As a book lover I like long passages of unbroken text. For me a well designed page, set using a pleasing typeface, is a pleasure to contemplate.
But I’m aware I don’t treat a page with particular reverence when I’m actually reading it. I don’t read each each word in turn and move on, in orderly fashion, to the next sentence. I’m a slow reader: two three steps forward, two steps back. My eyes skip back and forth across sentences, paragraphs and even pages as I work to grasp the text’s meaning.
The science of reading
There is a science of reading that studies how we take in meaning. Her little book Content Design, Sarah Richards, well known for her work on the GOV.UK website, gives a useful overview of what we do when we read – ‘the involuntary mechanics that govern how humans take in information.’
Psychologists refer to the process by which the eye lands on a word as ‘fixation’. It happens in an instant, but there are few microsteps.
The eye takes 100 milliseconds (ms) to identify a word, often just by recognising the first few characters. It then grasps its meaning by setting it in the context of the words that immediately follow, before looking ahead to the next fixation point (the ‘parafoveal view’).
The leap the eye makes when absorbing meaning is known as a ‘saccade’ (pronounced ‘sa-kaid’). Meaning is only grasped during the fixation, when the eyes are focused. As Richards points out, if you try to watch your eyes move in a mirror you can’t see the movement.
But during the saccade, as the eye moves to the next fixation the brain is working, making a narrative of all the words that have been encountered at previous fixation points. We don’t even have to read the words between the fixations. The mind infers what they are likely to be. Those learning a language need to read most of the words on a page. But an experienced reader can still grasp a passage’s meaning by registering no more than two-thirds of its words.
All of this happens very quickly. The eye makes four or five saccades a second, and every couple of seconds moves back to words that have already been read but whose meaning has not yet been registered. These backwards steps are called ‘regressive saccades’.
We pass smoothly over or even just pass by the words with which we are most familiar. But although most of us have a vocabulary of around 15,000 words, we need a little more time to digest those we don’t often encounter: an extra 100 ms to be precise.
The science of writing
All of this provides a scientific basis for some well known principles of good writing.

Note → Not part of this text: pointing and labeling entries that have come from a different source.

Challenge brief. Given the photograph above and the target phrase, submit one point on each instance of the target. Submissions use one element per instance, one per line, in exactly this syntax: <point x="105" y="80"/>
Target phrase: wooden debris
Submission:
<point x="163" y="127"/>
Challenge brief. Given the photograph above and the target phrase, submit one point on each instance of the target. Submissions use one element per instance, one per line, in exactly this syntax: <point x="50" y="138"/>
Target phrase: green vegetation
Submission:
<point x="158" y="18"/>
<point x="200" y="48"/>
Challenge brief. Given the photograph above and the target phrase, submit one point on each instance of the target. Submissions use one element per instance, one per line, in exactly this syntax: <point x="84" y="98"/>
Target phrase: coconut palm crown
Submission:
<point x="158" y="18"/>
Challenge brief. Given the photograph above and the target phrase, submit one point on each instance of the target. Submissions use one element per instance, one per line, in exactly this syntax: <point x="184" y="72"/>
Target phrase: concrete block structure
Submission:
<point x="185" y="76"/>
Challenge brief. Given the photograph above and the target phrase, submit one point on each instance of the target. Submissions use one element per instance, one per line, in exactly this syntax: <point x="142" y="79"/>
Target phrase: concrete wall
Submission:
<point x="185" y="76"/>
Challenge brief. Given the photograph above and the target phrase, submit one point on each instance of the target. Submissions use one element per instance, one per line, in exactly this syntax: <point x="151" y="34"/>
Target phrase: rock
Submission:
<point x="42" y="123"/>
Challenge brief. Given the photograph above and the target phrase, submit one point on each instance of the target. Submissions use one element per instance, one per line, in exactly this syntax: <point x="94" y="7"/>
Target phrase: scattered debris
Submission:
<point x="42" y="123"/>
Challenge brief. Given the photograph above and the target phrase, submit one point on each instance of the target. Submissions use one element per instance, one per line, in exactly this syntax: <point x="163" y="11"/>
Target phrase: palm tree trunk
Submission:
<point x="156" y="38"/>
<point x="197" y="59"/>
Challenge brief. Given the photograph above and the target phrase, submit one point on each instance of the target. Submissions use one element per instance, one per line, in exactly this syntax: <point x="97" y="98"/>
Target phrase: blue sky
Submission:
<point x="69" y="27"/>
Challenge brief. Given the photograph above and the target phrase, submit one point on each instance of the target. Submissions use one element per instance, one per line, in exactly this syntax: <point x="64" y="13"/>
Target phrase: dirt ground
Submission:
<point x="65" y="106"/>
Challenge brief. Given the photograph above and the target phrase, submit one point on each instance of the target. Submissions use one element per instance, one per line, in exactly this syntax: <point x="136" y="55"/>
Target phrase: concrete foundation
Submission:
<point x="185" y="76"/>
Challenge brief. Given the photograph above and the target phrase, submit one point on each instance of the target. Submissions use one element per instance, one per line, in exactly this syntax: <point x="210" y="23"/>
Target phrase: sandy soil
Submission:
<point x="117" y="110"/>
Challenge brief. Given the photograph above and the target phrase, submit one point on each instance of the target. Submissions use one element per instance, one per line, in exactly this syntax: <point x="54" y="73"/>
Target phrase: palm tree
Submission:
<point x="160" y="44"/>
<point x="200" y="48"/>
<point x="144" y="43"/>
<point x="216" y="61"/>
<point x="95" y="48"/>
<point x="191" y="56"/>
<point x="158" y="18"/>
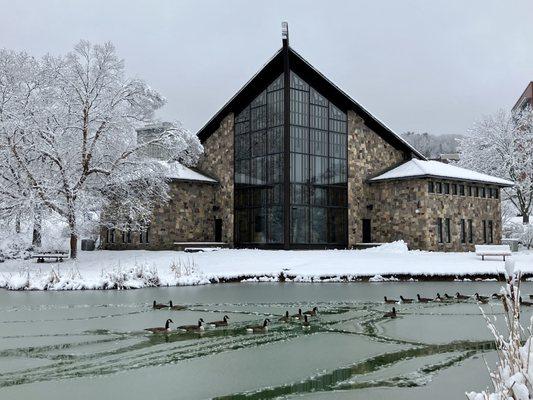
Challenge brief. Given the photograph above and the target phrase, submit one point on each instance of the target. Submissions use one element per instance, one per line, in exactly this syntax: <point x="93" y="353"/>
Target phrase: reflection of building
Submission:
<point x="300" y="164"/>
<point x="526" y="99"/>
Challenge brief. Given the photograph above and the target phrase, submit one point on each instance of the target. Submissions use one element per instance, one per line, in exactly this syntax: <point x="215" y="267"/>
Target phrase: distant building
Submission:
<point x="292" y="162"/>
<point x="526" y="99"/>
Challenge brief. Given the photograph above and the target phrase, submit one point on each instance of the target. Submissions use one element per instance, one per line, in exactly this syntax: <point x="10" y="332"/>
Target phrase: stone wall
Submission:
<point x="406" y="210"/>
<point x="368" y="155"/>
<point x="187" y="217"/>
<point x="217" y="161"/>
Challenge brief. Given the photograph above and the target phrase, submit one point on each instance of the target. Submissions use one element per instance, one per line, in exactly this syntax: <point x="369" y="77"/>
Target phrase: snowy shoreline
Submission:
<point x="107" y="270"/>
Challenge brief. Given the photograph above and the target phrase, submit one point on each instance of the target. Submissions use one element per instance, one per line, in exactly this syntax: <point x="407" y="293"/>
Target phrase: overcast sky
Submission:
<point x="428" y="66"/>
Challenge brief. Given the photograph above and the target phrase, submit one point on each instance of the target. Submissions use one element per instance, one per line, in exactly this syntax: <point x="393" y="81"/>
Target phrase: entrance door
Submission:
<point x="367" y="231"/>
<point x="218" y="230"/>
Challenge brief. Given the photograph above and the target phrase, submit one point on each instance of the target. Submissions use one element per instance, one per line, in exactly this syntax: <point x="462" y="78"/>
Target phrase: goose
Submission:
<point x="481" y="299"/>
<point x="525" y="303"/>
<point x="285" y="318"/>
<point x="299" y="315"/>
<point x="161" y="329"/>
<point x="158" y="306"/>
<point x="460" y="296"/>
<point x="176" y="307"/>
<point x="312" y="313"/>
<point x="223" y="322"/>
<point x="193" y="328"/>
<point x="391" y="314"/>
<point x="258" y="328"/>
<point x="305" y="324"/>
<point x="423" y="299"/>
<point x="478" y="297"/>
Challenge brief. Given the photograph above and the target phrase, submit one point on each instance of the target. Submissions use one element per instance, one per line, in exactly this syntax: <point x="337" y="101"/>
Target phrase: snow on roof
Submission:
<point x="177" y="171"/>
<point x="421" y="168"/>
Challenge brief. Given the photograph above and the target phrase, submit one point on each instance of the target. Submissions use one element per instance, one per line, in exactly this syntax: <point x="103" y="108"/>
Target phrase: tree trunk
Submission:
<point x="73" y="245"/>
<point x="37" y="223"/>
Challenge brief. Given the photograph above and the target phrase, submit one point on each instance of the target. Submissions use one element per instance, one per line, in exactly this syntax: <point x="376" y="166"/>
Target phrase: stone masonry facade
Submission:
<point x="217" y="161"/>
<point x="368" y="155"/>
<point x="407" y="210"/>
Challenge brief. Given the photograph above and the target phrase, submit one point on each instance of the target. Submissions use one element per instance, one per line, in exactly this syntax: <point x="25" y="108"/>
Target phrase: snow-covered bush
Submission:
<point x="513" y="376"/>
<point x="129" y="278"/>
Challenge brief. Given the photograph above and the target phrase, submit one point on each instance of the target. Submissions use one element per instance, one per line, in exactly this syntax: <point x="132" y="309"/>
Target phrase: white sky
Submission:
<point x="433" y="66"/>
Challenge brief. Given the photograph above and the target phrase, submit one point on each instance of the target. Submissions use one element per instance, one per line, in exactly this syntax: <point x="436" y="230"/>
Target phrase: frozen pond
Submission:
<point x="91" y="344"/>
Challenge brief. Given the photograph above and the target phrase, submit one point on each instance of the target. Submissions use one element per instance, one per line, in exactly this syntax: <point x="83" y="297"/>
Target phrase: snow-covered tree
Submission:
<point x="77" y="116"/>
<point x="513" y="375"/>
<point x="501" y="145"/>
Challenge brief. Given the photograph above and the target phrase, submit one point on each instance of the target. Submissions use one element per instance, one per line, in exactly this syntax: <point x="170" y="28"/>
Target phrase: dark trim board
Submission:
<point x="299" y="65"/>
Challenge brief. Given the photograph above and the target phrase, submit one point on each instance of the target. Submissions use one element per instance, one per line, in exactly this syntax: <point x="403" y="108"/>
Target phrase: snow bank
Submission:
<point x="141" y="268"/>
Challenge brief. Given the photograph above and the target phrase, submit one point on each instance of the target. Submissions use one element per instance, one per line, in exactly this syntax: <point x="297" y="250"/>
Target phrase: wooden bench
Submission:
<point x="57" y="254"/>
<point x="500" y="250"/>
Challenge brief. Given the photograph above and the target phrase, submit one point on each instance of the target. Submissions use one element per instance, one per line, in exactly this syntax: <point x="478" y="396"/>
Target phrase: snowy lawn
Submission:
<point x="140" y="268"/>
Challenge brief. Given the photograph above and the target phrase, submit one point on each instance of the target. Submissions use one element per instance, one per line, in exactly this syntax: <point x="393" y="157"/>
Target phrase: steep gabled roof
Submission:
<point x="435" y="169"/>
<point x="318" y="81"/>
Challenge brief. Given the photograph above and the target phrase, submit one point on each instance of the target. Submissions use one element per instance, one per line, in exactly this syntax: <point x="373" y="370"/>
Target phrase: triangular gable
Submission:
<point x="317" y="80"/>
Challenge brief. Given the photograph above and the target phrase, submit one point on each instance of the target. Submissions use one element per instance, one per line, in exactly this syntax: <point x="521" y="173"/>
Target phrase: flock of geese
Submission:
<point x="302" y="317"/>
<point x="447" y="298"/>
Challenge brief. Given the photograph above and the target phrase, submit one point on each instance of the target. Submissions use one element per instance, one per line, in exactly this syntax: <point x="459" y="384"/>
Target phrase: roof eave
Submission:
<point x="429" y="176"/>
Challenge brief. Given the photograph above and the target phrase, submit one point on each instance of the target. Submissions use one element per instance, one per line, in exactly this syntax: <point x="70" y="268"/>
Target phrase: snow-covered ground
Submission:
<point x="139" y="268"/>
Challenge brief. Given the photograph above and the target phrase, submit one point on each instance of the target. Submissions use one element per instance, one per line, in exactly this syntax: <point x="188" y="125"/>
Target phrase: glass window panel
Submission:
<point x="275" y="140"/>
<point x="299" y="224"/>
<point x="319" y="169"/>
<point x="299" y="139"/>
<point x="337" y="171"/>
<point x="337" y="145"/>
<point x="277" y="84"/>
<point x="319" y="225"/>
<point x="275" y="225"/>
<point x="317" y="98"/>
<point x="242" y="222"/>
<point x="337" y="126"/>
<point x="275" y="194"/>
<point x="319" y="117"/>
<point x="275" y="168"/>
<point x="258" y="171"/>
<point x="258" y="116"/>
<point x="318" y="142"/>
<point x="242" y="147"/>
<point x="299" y="168"/>
<point x="299" y="194"/>
<point x="336" y="113"/>
<point x="319" y="196"/>
<point x="243" y="116"/>
<point x="259" y="100"/>
<point x="298" y="83"/>
<point x="275" y="108"/>
<point x="258" y="144"/>
<point x="242" y="128"/>
<point x="259" y="225"/>
<point x="299" y="108"/>
<point x="242" y="171"/>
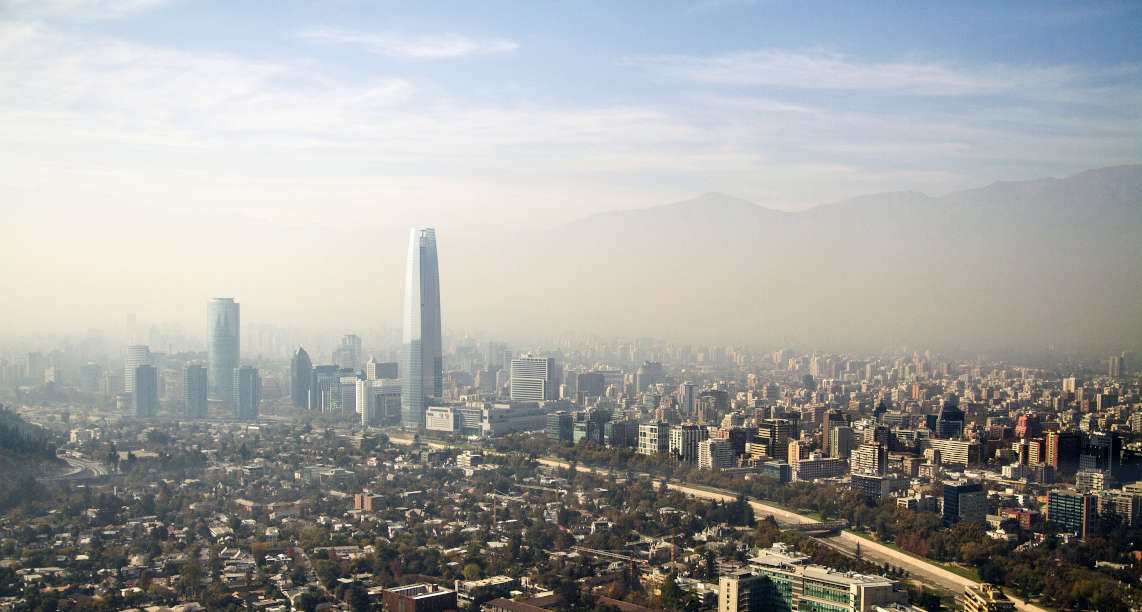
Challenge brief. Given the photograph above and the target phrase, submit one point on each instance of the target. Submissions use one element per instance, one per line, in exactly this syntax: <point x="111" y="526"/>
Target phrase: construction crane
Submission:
<point x="616" y="555"/>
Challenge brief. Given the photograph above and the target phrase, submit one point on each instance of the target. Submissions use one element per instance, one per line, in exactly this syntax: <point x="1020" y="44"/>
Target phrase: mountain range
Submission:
<point x="1036" y="264"/>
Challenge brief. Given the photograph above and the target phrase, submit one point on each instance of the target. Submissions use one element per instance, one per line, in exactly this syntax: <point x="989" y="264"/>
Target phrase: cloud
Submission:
<point x="413" y="48"/>
<point x="77" y="9"/>
<point x="775" y="67"/>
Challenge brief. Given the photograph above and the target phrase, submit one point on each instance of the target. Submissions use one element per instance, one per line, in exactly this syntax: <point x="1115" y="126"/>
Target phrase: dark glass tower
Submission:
<point x="194" y="392"/>
<point x="224" y="324"/>
<point x="300" y="376"/>
<point x="423" y="363"/>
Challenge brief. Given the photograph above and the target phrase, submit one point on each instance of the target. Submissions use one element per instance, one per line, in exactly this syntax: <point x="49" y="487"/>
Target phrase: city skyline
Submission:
<point x="421" y="357"/>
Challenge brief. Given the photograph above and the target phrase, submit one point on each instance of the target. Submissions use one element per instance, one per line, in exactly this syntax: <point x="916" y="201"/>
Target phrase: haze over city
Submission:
<point x="673" y="306"/>
<point x="159" y="153"/>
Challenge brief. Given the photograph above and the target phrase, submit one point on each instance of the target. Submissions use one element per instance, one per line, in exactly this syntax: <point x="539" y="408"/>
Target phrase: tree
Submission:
<point x="670" y="595"/>
<point x="328" y="572"/>
<point x="472" y="571"/>
<point x="358" y="597"/>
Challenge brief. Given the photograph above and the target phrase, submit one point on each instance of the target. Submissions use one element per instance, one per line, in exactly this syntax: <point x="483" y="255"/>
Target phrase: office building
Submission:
<point x="145" y="399"/>
<point x="419" y="597"/>
<point x="715" y="453"/>
<point x="323" y="380"/>
<point x="796" y="585"/>
<point x="987" y="597"/>
<point x="194" y="392"/>
<point x="376" y="370"/>
<point x="247" y="387"/>
<point x="818" y="466"/>
<point x="621" y="434"/>
<point x="348" y="353"/>
<point x="653" y="437"/>
<point x="1063" y="450"/>
<point x="688" y="397"/>
<point x="841" y="442"/>
<point x="949" y="425"/>
<point x="1115" y="367"/>
<point x="684" y="441"/>
<point x="136" y="355"/>
<point x="423" y="361"/>
<point x="649" y="373"/>
<point x="1072" y="512"/>
<point x="535" y="379"/>
<point x="870" y="458"/>
<point x="224" y="329"/>
<point x="964" y="501"/>
<point x="300" y="375"/>
<point x="560" y="426"/>
<point x="744" y="592"/>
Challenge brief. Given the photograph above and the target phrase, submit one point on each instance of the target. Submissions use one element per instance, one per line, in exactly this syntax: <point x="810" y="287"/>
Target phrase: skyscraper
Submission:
<point x="247" y="386"/>
<point x="300" y="370"/>
<point x="194" y="392"/>
<point x="136" y="355"/>
<point x="348" y="353"/>
<point x="145" y="397"/>
<point x="535" y="379"/>
<point x="423" y="362"/>
<point x="224" y="324"/>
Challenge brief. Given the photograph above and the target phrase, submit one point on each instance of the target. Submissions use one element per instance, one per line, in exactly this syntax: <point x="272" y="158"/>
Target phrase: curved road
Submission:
<point x="845" y="541"/>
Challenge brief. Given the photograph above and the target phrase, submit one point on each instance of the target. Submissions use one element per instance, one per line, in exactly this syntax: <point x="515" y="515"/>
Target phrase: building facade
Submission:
<point x="194" y="392"/>
<point x="224" y="348"/>
<point x="423" y="361"/>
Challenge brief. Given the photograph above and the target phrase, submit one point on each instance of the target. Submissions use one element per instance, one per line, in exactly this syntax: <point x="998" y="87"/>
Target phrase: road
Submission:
<point x="80" y="469"/>
<point x="845" y="541"/>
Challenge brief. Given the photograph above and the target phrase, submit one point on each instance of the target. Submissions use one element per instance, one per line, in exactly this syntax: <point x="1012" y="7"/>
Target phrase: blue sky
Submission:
<point x="489" y="114"/>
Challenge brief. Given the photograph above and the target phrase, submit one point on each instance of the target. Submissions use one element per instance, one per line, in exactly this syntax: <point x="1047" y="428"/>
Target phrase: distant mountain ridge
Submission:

First, it explains why it’s so important to get line lengths right. If lines are too long the eye can’t identify the fixation to which it needs to return: we lose our place when we’re trying to re-read something. If lines are too short the text doesn’t seem to flow enough to allow us to develop a comfortable reading rhythm. Regressive saccades will increase as the eye repeatedly returns to fixations. As typographers have known since Gutenburg, and indeed for centuries before that, as medieval and ancient manuscripts testify, the ideal line length is around 40 to 60 characters.
Second, our ability to readily grasp familiar words is why you should use well known short words when you’re trying to convey information efficiently. Your readers can then settle into a natural, flowing reading rhythm, their saccades skipping happily through the text.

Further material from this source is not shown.